One limitation of this study was the failure to capture a factor associated with the core public health function of assessment. This may reflect the fact that the items selected to measure that function portrayed a rather narrow view of assessment. For example, 3 of the 5 items asked how respondents used data, in contrast to asking how data were generated or obtained. One item asked about the frequency of community assessments, based on the unproven assumption that health departments that engage in more frequent community assessments may be more community based. It is noteworthy that the 1 item that clearly reflected a community-based principle—attention to the assets or strengths of communities—was retained by the factor analysis, but as part of the “community participation” factor.

A second limitation stems from our study’s reduced sample, which resulted from both the 66% response rate and the need to exclude respondents for whom data were missing. Although the direction of potential bias was not apparent, it is conceivable that responses from the more committed individuals—as indicated by their completion and return of the surveys—enhanced the validity of the factors. On the other hand, the scales may have overstated the level of community-based capacity in these departments if the nonrespondents are assumed to have been less committed to participatory research and practice.

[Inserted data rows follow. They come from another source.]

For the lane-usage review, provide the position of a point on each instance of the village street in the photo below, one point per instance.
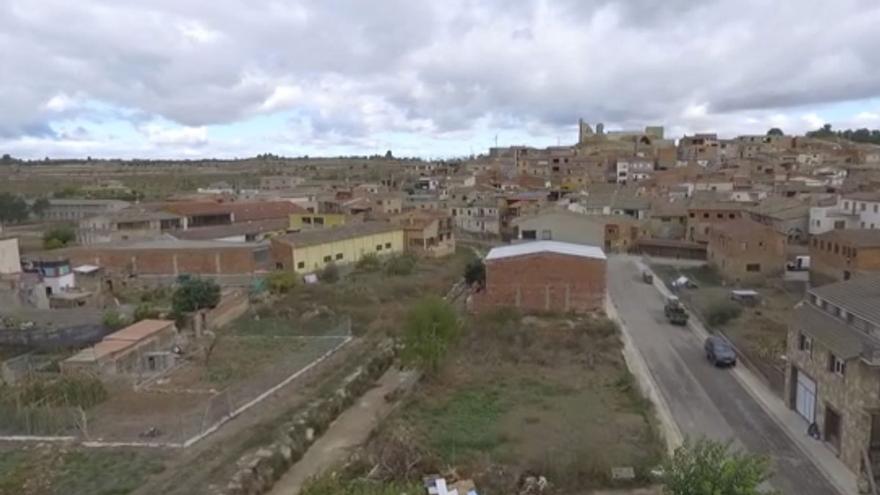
(703, 400)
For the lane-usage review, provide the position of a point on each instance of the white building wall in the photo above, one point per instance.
(10, 261)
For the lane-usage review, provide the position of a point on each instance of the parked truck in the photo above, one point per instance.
(675, 312)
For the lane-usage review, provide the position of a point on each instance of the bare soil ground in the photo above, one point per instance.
(548, 395)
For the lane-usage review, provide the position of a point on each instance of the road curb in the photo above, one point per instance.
(647, 383)
(748, 382)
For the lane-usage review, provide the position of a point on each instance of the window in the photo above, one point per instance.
(836, 365)
(805, 343)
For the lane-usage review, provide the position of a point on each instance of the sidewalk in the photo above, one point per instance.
(793, 425)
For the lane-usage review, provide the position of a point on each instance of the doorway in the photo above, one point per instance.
(832, 427)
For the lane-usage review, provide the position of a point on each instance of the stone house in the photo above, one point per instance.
(705, 214)
(745, 251)
(788, 216)
(544, 276)
(427, 233)
(833, 379)
(843, 254)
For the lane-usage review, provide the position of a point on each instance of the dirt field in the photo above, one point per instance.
(547, 395)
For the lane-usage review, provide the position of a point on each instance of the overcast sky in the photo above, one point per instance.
(193, 78)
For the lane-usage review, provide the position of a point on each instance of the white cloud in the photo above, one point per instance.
(60, 102)
(350, 71)
(164, 135)
(197, 32)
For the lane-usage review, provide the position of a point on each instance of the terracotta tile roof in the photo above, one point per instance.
(242, 211)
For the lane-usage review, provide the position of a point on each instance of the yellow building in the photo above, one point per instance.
(312, 250)
(305, 221)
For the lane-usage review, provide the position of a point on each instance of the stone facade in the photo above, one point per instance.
(841, 254)
(851, 396)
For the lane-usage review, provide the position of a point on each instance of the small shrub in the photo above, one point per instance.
(369, 263)
(722, 311)
(400, 265)
(58, 237)
(329, 274)
(475, 272)
(282, 282)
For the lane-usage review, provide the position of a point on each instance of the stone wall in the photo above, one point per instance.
(258, 471)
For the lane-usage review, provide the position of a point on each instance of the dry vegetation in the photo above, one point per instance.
(548, 395)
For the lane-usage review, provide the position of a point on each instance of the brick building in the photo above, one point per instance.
(839, 255)
(427, 233)
(174, 257)
(833, 377)
(745, 251)
(544, 276)
(140, 349)
(703, 215)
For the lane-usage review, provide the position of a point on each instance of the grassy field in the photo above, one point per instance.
(66, 470)
(547, 395)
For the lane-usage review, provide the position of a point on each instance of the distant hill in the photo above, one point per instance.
(870, 136)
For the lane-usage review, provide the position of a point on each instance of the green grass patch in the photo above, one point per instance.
(464, 423)
(332, 485)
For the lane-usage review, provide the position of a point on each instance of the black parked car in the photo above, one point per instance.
(719, 352)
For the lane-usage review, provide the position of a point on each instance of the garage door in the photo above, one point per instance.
(805, 397)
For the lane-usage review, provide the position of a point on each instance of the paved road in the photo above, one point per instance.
(704, 400)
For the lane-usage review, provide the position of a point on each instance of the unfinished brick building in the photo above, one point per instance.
(544, 276)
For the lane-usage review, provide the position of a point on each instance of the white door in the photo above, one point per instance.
(805, 397)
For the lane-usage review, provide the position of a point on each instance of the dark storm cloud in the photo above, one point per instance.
(356, 68)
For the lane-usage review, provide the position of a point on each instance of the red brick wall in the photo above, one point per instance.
(544, 282)
(238, 260)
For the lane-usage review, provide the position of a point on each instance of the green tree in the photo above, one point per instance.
(40, 206)
(370, 262)
(400, 265)
(58, 237)
(705, 467)
(113, 319)
(281, 282)
(329, 274)
(145, 311)
(193, 293)
(430, 328)
(475, 272)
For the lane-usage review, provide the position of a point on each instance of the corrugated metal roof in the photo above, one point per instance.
(859, 296)
(546, 247)
(833, 333)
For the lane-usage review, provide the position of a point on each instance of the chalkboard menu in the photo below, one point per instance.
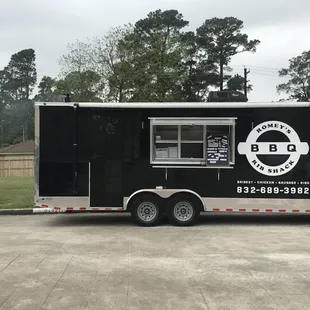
(217, 150)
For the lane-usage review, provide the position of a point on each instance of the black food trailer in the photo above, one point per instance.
(172, 159)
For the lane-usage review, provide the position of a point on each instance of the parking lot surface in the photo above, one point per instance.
(104, 261)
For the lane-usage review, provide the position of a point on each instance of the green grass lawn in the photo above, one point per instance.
(16, 192)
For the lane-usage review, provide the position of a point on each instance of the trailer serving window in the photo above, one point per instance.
(208, 142)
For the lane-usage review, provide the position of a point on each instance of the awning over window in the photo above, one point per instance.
(193, 121)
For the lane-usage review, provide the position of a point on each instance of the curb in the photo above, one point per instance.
(27, 211)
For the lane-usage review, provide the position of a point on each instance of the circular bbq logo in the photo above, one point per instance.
(293, 149)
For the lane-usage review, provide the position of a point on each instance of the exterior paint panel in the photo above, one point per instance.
(270, 171)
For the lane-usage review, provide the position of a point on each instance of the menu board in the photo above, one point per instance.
(217, 150)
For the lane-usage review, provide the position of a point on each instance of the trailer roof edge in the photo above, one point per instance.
(166, 105)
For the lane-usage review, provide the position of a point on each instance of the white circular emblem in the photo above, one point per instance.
(251, 148)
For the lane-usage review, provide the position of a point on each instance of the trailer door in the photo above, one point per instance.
(106, 182)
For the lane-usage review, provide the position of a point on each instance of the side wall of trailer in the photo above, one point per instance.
(63, 171)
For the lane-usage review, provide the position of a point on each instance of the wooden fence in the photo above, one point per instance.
(18, 165)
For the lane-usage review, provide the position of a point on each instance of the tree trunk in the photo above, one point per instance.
(221, 73)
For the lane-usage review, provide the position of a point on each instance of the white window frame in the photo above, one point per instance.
(179, 121)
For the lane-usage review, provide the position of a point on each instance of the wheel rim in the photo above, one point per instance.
(183, 211)
(147, 211)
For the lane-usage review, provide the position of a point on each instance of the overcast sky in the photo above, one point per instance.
(282, 26)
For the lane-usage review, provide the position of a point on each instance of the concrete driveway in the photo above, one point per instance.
(103, 261)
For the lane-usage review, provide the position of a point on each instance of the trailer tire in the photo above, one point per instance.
(146, 210)
(183, 210)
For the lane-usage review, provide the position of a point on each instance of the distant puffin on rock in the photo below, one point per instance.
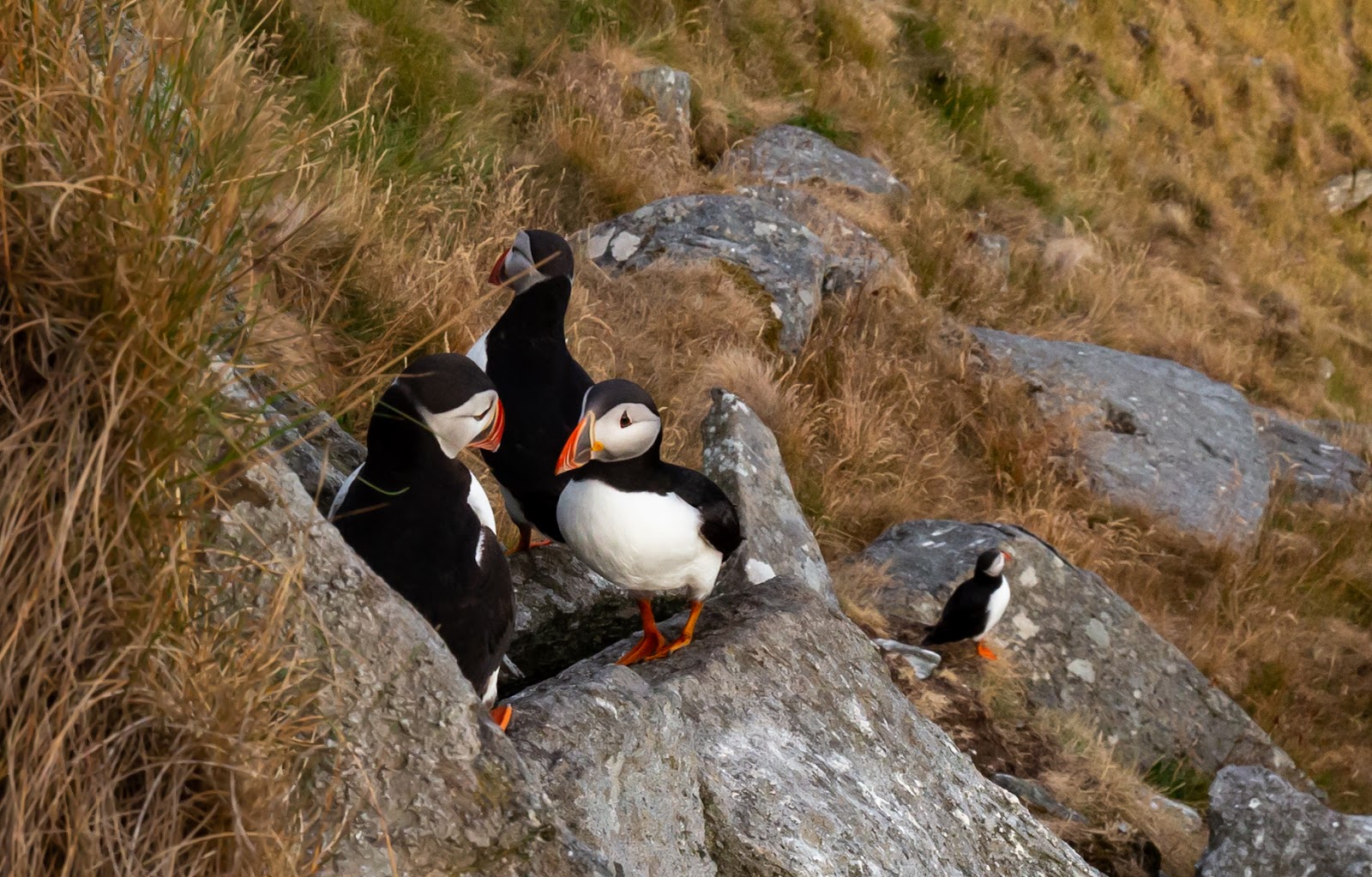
(974, 609)
(422, 520)
(539, 381)
(645, 525)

A third limitation involves the use of differing response categories. Although the use of z scores diminished the possible effects of using different numbers of response codes (e.g., 3 codes vs 5 codes), the use of differently worded response categories within the same scale may have affected the psychometric capabilities of the method.

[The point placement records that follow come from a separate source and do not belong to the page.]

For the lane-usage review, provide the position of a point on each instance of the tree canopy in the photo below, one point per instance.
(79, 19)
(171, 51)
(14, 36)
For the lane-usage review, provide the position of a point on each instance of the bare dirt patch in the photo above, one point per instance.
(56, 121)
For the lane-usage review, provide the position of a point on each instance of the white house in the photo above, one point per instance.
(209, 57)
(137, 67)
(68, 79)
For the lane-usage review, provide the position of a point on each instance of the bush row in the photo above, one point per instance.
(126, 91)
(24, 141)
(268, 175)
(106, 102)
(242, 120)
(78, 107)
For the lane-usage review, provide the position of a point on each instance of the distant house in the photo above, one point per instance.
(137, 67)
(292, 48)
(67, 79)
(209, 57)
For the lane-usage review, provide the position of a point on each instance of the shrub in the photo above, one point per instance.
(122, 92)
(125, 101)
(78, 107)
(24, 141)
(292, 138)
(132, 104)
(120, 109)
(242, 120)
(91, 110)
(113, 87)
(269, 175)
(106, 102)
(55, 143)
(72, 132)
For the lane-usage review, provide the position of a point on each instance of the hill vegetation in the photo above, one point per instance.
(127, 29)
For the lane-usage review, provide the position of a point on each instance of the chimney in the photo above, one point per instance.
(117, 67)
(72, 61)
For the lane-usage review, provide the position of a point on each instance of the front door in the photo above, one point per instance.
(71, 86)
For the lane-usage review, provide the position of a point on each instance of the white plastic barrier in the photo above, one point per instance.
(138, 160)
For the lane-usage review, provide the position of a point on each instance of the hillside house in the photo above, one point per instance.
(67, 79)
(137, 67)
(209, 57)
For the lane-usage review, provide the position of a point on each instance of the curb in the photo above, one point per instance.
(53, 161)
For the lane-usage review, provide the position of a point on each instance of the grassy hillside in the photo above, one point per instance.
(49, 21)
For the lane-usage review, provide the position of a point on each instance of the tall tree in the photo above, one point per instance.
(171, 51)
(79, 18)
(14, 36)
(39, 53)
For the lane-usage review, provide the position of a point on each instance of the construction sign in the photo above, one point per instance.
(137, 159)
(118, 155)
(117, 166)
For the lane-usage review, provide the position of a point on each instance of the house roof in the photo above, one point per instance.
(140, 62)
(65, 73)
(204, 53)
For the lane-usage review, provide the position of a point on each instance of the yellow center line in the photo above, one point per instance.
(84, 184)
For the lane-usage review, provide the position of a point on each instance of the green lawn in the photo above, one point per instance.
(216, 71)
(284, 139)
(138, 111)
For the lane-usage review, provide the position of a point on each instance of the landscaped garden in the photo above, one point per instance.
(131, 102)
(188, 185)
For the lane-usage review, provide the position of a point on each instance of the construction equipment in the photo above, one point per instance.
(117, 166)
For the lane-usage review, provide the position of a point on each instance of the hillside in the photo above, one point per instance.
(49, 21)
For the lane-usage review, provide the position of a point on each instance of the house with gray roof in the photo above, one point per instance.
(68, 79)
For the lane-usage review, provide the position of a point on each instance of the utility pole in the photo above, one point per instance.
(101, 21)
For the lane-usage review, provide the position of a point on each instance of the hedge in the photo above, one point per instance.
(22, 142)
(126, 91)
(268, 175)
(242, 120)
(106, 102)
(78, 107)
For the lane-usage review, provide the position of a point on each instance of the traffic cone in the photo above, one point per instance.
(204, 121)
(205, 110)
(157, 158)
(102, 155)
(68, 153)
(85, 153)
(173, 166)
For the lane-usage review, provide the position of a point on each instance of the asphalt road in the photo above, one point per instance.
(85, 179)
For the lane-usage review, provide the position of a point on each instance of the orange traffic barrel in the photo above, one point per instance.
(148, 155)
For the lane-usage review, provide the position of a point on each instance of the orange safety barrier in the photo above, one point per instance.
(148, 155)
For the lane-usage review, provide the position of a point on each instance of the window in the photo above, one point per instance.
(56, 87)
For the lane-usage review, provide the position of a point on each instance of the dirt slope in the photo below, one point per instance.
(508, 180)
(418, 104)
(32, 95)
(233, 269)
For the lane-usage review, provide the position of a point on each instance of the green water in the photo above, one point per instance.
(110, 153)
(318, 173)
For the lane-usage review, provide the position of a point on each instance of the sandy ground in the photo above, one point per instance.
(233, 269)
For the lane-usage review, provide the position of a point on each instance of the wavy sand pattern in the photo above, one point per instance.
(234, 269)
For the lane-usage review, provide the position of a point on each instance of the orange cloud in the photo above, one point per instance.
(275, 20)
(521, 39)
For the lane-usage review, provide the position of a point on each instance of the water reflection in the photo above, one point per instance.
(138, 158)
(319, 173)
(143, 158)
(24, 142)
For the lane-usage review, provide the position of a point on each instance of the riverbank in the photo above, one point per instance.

Through our analysis, we have identified and measured skills and competencies that may influence local health agencies’ commitment to community-based participatory public health. One important issue for the further development of these measures is how to refine the questions and scales that tap into the core function of assessment.

Our analysis has 2 implications for the practice of public health. First, our findings suggest that it is possible to operationalize community-based performance to guide health agencies as they determine their capacities to become more “community based.” For example, departments can assess their employees’ skills and provide training, or they can examine how their policies enhance or impede community participation. The second implication is that efforts by policymakers and professionals to hold health agencies accountable can and should encompass indicators of “community basedness.” Unless health agencies know that elected officials, community members, public and private funders, and others will evaluate their performance with regard to their community-based capacities and interventions, it is less likely that they will develop and implement such programs to enhance the health of communities.

Acknowledgments

Support for this project was provided through the W. K. Kellogg Foundation’s Community-Based Public Health (CBPH) Initiative. We would like to thank the University of North Carolina Center for Health Promotion and Disease Prevention for support in the design and analysis of the evaluation of the CBPH Initiative and the entire membership of the North Carolina CBPH Consortium for its work in implementing the consortium activities.

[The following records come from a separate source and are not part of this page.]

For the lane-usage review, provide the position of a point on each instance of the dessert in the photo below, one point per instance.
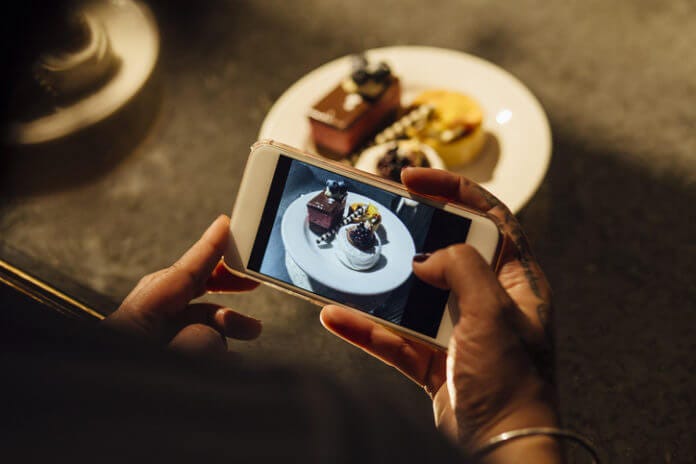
(361, 212)
(359, 247)
(454, 128)
(325, 210)
(357, 212)
(389, 159)
(355, 109)
(399, 156)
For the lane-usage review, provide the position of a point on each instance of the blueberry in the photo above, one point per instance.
(359, 76)
(358, 62)
(382, 72)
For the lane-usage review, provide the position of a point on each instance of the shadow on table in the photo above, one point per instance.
(617, 242)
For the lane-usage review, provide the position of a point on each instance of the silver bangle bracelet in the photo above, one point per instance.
(506, 437)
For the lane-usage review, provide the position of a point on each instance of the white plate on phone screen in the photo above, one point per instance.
(321, 264)
(517, 153)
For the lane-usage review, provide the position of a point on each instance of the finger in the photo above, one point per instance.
(449, 186)
(413, 359)
(463, 270)
(480, 295)
(225, 320)
(168, 292)
(222, 280)
(199, 339)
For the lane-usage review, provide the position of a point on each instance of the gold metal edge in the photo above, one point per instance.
(43, 286)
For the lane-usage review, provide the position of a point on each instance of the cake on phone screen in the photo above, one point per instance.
(353, 243)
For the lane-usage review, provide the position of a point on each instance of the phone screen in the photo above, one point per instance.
(353, 243)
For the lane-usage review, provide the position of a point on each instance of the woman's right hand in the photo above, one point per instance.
(490, 381)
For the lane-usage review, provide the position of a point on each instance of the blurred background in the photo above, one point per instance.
(612, 224)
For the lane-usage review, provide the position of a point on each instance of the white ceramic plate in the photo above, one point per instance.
(518, 150)
(321, 263)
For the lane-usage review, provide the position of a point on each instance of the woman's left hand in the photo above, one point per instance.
(159, 307)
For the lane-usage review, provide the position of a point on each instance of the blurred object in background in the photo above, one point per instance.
(82, 91)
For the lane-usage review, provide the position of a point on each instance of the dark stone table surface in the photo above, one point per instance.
(613, 224)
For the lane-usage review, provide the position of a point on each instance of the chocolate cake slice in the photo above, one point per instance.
(355, 110)
(325, 210)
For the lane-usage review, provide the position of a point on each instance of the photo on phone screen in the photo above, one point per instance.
(353, 243)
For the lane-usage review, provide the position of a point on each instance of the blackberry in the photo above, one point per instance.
(361, 237)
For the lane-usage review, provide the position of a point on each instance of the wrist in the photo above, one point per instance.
(535, 409)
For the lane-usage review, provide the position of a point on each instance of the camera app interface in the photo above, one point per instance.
(353, 243)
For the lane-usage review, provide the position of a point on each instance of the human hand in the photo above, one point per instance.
(159, 307)
(487, 382)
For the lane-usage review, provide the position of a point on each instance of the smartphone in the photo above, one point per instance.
(332, 234)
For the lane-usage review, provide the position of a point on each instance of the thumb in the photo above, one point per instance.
(463, 270)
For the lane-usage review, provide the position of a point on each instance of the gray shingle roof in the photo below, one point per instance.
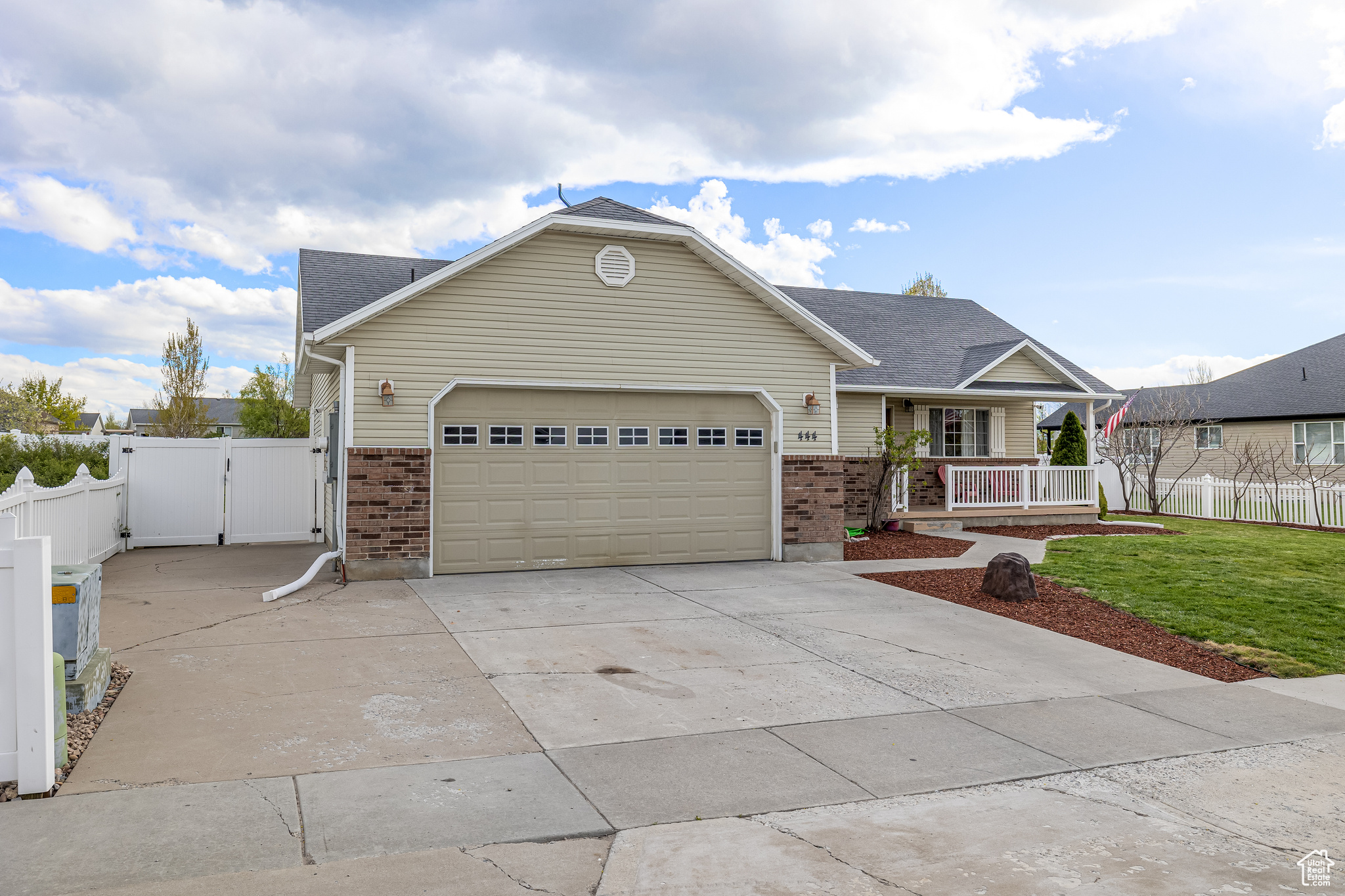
(223, 410)
(604, 207)
(921, 340)
(332, 285)
(1271, 390)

We would also like to acknowledge the contribution of Victoria Sanchez-Merki to the data collection process of this survey.

Human Participant Protection

This research project was reviewed by and received approval from the institutional review boards of the University of North Carolina at Chapel Hill and the University of Michigan.

E. Parker was the principal evaluator of the project that launched this study and, as such, directed the development of the data collection instrument and the data collection effort, conceptualized the study, and took the major role in writing the article. L. H. Margolis contributed to the conceptualization of the study, the data analysis, and the writing of the article. E. Eng contributed to the conceptualization of the study, the development of the data collection instrument, and the writing of the article. C. Henríquez-Roldán contributed to the data analysis for the study.